23. Sayı
Diğer
"Just dancin' with my eyes closed. 'Cause everywhere I look, I still see you. And time is movin' so slow. And I don't know what else that I can do."
Bu şarkıyı, 89 bin insanla aynı anda söylemek ve sözlere eşlik ederek dans etmek… Böyle bir deneyimi yaşarkenki duygularımı kelimelere dökmeye çalışıyorum. Bu konsere gidene kadar bu duyguların varlığından bile habersizdim. 89 bin kişinin aynı anda benzer duygularla aynı satırları mırıldanması... Karşımızda bunları yazan-söyleyen sanatçı ve mükemmel bir görsel şölen... İliklerine kadar var olduğunu hissetmek...
Hayat hikâyesiyle başlıyor Ed Sheeran konsere. Nasıl İngiltere’de genç bir çocukken şimdi New York’ta 89 bin insana konser verdiğinden bahsediyor. Ona olan saygım daha çok artıyor ve o an orada olmak daha da anlamlanıyor. Her şarkıda bir hikâye var, bir yaşanmışlık. Onun duygularını, hayatını, anlattığı şarkılarını binlerce insan hep bir ağızdan söylüyor. Zaman geçtikçe hava kararıyor, sahnedeki görsel şölen gitgide daha da güzelleşiyor. O an gözlerimi kapatıyorum, müziğin ve insanların coşkusunu iliklerime kadar hissediyorum ve sanki 89 bin insan orada yokmuşçasına müziğin ritmine kendimi bırakıyorum. Tanımadığın insanlarla aynı duyguları paylaşmak, mutlu olmak o an için, aynı anda. Yaşamak, hissetmek güzel şey diyorum.
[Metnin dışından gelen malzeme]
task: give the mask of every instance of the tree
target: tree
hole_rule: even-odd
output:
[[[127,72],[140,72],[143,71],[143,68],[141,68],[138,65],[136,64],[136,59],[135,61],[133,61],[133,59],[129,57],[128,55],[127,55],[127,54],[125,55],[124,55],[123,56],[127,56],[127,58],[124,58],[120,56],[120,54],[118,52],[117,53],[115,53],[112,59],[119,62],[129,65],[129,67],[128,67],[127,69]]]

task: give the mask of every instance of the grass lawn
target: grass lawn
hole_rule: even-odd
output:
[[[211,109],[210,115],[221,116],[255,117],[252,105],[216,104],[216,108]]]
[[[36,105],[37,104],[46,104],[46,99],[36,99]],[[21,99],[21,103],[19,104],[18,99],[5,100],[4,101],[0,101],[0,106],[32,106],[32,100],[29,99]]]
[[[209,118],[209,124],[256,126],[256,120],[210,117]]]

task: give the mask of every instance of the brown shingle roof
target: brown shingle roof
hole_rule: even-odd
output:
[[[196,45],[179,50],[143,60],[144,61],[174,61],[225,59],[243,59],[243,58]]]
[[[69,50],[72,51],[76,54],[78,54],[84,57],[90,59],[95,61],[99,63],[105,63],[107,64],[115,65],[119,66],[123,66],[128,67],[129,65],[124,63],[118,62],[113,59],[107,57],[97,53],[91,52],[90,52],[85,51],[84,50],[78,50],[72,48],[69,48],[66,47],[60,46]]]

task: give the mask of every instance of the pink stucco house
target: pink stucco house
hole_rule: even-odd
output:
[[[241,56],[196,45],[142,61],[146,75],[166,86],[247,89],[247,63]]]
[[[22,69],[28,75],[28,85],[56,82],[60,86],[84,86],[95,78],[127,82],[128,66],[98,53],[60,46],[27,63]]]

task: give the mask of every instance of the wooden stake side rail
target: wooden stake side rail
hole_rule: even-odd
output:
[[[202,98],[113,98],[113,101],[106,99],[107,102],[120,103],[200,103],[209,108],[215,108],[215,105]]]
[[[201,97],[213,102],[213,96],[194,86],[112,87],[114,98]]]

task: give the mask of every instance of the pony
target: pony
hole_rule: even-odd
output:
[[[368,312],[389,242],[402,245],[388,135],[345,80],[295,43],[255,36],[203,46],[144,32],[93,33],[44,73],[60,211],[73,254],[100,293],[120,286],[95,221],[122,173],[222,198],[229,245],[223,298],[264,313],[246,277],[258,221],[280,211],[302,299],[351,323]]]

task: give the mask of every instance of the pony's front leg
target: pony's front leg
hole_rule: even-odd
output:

Dönen yuvarlak bir platform üzerinde sahne alıyor Ed Sheeran. Gitarıyla eşlik ettiği şarkılarını koşarak, zıplayarak söylüyor. Bizleri de yerimizde zıplatan enerjisi tüm stadyumu sarıyor. Sahnede kullandığı teknikten bahsediyor bir şarkı arasında. Elindeki gitarı, önündeki klavyesi ile o çaldıkça canlı olarak kaydedebilen teknolojiyi anlatıyor. Her şey orada ve canlı gerçekleşiyor. Bu anın büyüsünü daha da arttırıyor. Lazer ışıkları geceyi aydınlatıyor, alev şovları yüzümüzü yalıyor, müziğin ritmi içimize işliyor. Efsunlu bir gece.
Konser bitiyor. Herkes hayatlarında asla unutamayacakları bu konser deneyiminden sonra evinin yolunu tutuyor. Hayatımda gittiğim en güzel konserdi, diyorum. O an bütün dertlerim, hayat telaşı, hepsi bir anlığına kayboluyor ve gerçekten mutlu ve o "an"da hissediyorum kendimi.